Le trésor perdu

du Roi

de la Vendée

 

 

 

 

II. Histoire des recherches

 

 

Traditions

 

   Comme nous l'avons vu a la fin du dossier de présentation la commission chargée d'interroger le prisonnier Charette s'est tout de suite intéressée de savoir où le général vendéen avait pu cacher les fonds qui lui furent livrés par la flotte anglaise, ainsi que ce qu'il pouvait en rester. La rumeur publique va faire de même et très vite vont apparaître des histoires de localisations du trésor que la tradition a porté jusqu'à nous. L'Histoire, qui elle ne se nourrit que de documents et de pièces irréfutables, peut-elle nous éclairer sur le bien-fondé de ces récits? Dans certains cas oui, dans d'autres elle laisse planer le doute sur des histoires qu'on vous assurera authentiques au détour des chemins creux du pays.

 

     Assez vite des histoires vont circuler notamment au sujet d'anciens membres de l'armée de Charette étant parvenus a retrouver le trésor et bien sur à se l'accaparer. Une hypothèse qui est toujours d'actualité et qui peut être encore recueillie de nos jours.
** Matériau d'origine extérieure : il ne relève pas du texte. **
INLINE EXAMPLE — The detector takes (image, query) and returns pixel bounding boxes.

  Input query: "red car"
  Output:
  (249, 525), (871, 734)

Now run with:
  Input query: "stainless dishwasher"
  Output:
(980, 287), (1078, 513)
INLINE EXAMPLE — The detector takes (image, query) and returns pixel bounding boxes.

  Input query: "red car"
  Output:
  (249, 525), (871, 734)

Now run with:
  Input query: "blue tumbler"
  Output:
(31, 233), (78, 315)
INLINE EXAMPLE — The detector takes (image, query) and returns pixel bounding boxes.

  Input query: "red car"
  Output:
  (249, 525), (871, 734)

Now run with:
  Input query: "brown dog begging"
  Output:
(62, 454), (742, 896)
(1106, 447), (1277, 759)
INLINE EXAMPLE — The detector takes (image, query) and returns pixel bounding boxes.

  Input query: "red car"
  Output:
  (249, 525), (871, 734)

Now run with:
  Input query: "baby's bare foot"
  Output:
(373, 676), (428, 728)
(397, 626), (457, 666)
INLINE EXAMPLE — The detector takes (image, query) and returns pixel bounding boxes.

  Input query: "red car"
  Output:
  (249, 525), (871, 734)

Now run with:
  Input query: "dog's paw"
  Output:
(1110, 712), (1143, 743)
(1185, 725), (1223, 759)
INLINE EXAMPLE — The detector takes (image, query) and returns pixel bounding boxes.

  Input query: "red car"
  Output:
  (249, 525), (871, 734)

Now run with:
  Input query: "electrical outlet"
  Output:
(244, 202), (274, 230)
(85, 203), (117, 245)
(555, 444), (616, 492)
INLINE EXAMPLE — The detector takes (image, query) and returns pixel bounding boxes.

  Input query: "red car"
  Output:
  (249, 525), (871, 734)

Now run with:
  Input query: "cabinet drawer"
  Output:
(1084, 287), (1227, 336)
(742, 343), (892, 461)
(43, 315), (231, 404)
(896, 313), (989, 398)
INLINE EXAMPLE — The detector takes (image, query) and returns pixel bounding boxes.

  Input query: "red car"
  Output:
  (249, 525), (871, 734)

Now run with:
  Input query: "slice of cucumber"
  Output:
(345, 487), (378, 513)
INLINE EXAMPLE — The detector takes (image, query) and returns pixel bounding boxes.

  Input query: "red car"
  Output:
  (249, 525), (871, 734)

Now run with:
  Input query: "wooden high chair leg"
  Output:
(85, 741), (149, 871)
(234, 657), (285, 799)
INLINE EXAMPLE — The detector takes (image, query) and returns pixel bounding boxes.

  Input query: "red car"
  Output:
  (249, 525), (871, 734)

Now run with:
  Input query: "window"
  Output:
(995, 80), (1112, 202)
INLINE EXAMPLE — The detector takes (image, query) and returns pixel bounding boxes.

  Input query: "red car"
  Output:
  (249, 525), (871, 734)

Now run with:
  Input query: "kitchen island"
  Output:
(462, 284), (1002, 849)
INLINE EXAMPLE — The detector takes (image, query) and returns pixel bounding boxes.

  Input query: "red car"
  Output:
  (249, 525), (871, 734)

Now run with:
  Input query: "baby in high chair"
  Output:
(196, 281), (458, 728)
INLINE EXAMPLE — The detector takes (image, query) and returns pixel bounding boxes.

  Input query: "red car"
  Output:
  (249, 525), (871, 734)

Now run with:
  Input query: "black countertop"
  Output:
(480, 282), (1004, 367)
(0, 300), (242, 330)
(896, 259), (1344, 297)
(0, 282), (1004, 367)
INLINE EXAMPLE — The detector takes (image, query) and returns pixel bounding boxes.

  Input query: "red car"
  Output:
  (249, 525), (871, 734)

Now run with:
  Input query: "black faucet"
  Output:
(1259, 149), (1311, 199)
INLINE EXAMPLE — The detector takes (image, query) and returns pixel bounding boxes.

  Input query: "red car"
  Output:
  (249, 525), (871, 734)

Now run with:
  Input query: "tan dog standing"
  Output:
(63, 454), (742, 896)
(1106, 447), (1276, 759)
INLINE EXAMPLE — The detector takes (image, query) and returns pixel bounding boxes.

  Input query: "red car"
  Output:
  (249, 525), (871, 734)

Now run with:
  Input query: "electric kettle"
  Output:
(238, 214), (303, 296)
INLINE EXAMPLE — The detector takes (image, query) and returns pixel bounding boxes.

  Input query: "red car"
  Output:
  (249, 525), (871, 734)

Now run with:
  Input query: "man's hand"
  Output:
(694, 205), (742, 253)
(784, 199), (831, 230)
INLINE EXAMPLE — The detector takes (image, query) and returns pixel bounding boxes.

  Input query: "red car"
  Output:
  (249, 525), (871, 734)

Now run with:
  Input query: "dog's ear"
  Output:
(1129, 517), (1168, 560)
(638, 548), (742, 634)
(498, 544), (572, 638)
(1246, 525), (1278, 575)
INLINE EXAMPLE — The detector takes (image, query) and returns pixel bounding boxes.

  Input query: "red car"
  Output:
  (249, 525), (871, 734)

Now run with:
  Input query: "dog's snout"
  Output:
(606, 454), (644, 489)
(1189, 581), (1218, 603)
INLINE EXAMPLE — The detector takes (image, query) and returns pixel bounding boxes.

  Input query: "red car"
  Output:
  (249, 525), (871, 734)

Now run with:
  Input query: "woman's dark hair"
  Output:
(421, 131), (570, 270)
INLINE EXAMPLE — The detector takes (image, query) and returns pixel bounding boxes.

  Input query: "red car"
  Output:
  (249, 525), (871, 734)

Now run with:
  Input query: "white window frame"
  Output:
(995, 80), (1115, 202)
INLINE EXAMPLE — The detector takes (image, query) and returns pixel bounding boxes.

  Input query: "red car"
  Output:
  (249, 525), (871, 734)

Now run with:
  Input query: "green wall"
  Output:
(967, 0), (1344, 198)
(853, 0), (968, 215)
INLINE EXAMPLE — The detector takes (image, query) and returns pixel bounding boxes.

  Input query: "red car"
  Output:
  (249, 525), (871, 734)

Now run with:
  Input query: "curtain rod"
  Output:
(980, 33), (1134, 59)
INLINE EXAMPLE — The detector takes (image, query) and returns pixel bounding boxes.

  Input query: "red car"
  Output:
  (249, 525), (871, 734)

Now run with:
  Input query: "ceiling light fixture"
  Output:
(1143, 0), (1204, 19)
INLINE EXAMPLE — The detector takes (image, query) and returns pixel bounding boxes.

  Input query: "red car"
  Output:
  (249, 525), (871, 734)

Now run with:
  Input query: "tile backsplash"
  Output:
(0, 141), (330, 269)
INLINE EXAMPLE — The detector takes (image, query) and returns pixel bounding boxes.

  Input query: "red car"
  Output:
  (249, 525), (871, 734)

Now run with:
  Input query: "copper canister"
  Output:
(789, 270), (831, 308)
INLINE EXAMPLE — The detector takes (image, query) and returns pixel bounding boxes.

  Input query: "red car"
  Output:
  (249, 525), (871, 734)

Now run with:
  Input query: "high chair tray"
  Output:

     Paru en Janvier 1979 dans la revue Historia n° 386 un article de Valentin Roussière intitulé "Qui a trouvé le trésor de Charette ?" les rassemblait. Il servit de base à de nombreux chercheurs, notamment pour ce qui les amenèrent dans la forêt de Gralas auprès du célèbre refuge dont on peut aujourd'hui visiter la reconstitution. Valentin Roussière citait notamment le docteur Ribereau auprès duquel il avait lui même recueillit le récit suivant :

 

 

J'ai revécu là  ( dans la forêt de Gralas - ndla ), disait le docteur, la débâcle de Charette en 1795 : une seule fois une troupe avait trouvé et donc forcé le Refuge : or, voici que les postes isolés se repliaient de partout sur la lisière de la forêt.

"- Les Bleus! les Bleus! Sauvez-vous! Sauvez-vous! Ils sont trop nombreux! Un traître les guide..."

Quel branle-bas, mon Dieu! Et les charrois qui ne pouvaient quitter le Refuge, le seul chemin carrossable étant coupé. Au milieu des soldats qui s'affolaient, Charette cependant donnait des ordres! Les cavaliers hissaient à qui mieux mieux les munitions, le linge, les papiers dans des sacs noués deux à deux sur le dos des chevaux comme des meuniers revenant, chargés, au moulin.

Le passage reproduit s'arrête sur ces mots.